Chapter Text
Esta historia comienza en la víspera de Noche Buena, en la casa de Francisca Imelda.
La casona estaba muy silenciosa, incluso se sentía vacía. La abuela se había ido a la posada en la casa de la familia Villalobos; y Francisca no podía ir porque estaba castigada (no era su culpa que el hijo de esa familia fuera un malnacido esconde-libros y se mereciera un golpe en la panza y una patada en la espinilla, y su primo Gonzalo, un jalón de greñas). La otra parte de su castigo, era quedarse sin tinta: Francisca no tenía permiso de comprar ni una sola gota de tinta hasta el año nuevo (y debía pedirle perdón a Santiago y a su primo, pero eso a lo había arreglado: pidió perdón a la señora madre de Santiago, y esta hizo que él tuviera que disculparse también por ser descortés).
¡Ese era el castigo más injusto de la entintada vida! Ese niño podía robarle sus cuentos, esconderlos y hacerla sufrir, y, ahora, ¿era ella la que debía sufrir más, sin poder escribir? ¡Pues no! No les daría ese gusto ¿Y cómo? Simple: solo debía usar su tinta con cuidado; escribiría poco a poquito, con letras chiquitas y pensando muy bien antes de escribir para no tachar nada. Seguro que podría hacer rendir lo que le quedaba en el tintero hasta año nuevo ¿Y si no era posible? ¿Y si se quedaba sin tinta antes de tiempo y no podía soportarlo? Ah, pues, si fuera necesario…, le robaría un lápiz al carpintero cuando fueran al mercado (pero solo si fuera necesario ¿eh?)
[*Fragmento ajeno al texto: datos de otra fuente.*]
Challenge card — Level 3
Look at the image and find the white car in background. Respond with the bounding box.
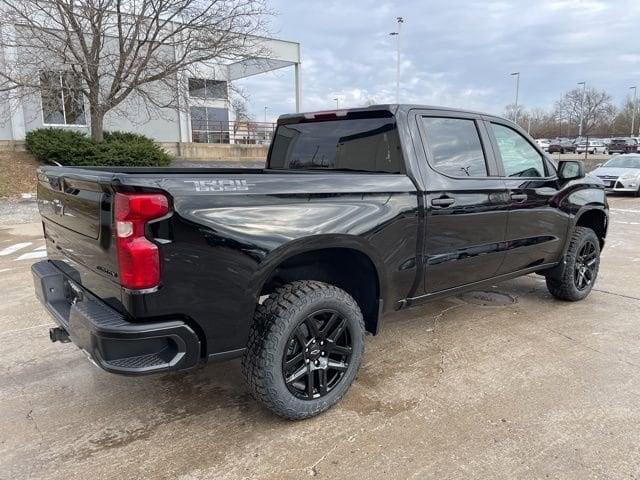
[576,141,607,154]
[536,138,551,152]
[591,153,640,197]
Después del atardecer, luego de que sus hermanos y su padre regresaran de la mina, y pasada la hora de la cena, Francisca aprovechó el tiempo para continuar con una de sus historias, una que se sentía como una perfecta venganza contra el sinvergüenza de Santiago Villlalobos y Reyes (a quien, no era que le deseara el mal, pero…, le encantaría que se cayera sobre la popó de los caballos cuando fuera al teatro… y que hubiera casa llena). En su historia, había una criatura que juzgaba a los niños antes de Navidad: tomaba las acciones pasadas de su pecho, como pedazos de leña o carbón, y las ponía en una hoguera, si no lograban encender un buen fuego, era porque sus acciones habían sido reprobables y dejaban los combustibles mojados con las lágrimas de aquellos a los que hicieron sufrir; quienes no pasaban la prueba y no aprendían su lección, eran convertidos en árboles que, quizá, algún día podrían compensar sus malas acciones siendo la leña de una cálida fogata.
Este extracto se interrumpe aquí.